Akira is a dystopian movie which deals with a world desolated by nuclear war. The film is an example of the cyberpunk style, which combines elements of film noir with science fiction. Featured are street gangs, a secret government lab, psychic powers, and guerilla attacks. So much fiction, both within and outside the science fiction genre, is concerned with World War I and its aftermath. Think of The Road, On the Beach, and A Canticle for Leibowitz.

9 1936 War with the Newts by Karel Čapek

The man who introduced the word robot, Karel Čapek, had his own apocalyptic vision of mankind's demise.

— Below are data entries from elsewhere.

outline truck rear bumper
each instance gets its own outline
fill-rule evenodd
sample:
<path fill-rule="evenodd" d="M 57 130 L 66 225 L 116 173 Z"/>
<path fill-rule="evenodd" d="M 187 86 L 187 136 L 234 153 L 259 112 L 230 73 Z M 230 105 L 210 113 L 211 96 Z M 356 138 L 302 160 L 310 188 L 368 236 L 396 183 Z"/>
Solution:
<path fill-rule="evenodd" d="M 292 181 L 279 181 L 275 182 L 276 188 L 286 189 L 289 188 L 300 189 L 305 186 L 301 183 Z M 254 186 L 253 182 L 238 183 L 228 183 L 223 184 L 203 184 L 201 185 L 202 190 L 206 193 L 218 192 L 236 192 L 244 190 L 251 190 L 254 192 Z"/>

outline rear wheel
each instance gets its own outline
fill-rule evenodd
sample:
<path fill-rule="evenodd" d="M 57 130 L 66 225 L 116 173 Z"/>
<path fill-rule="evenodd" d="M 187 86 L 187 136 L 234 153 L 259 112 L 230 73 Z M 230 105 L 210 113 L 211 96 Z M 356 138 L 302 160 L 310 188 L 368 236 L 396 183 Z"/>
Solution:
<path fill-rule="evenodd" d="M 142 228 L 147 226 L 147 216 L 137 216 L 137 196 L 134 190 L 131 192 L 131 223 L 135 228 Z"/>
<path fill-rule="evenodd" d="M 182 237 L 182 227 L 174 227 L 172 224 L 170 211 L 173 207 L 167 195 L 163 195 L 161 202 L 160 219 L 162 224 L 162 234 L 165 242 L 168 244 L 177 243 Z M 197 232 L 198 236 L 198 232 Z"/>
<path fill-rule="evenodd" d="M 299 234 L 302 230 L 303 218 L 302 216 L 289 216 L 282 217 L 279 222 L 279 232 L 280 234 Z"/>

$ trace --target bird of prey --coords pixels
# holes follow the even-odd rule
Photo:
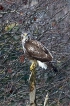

In Čapek's clever satire the destructive agents are newts. Yes newts. Giant intelligent talking newts. The novel chronicles the exploitation of the newt population, the formation of a salamander syndicate, the desire of the newts for more territory, war between newts and men, and finally the near total destruction of the human race.

10 1975 The Female Man by Joanna Russ

Whileaway is a radical feminist utopia wherein the men were eliminated centuries ago and the women form lesbian unions and reproduce via parthenogenesis. At first we are told in the novel that the men died of a plague, but we eventually learn that the men were murdered, the whole sex exterminated. My questions are 1) In a technologically advanced civilization would wombs be needed to procreate and would mammary glands be needed to nurture? And 2) If wombs and mammary glands are unnecessary isn't the male body more functional?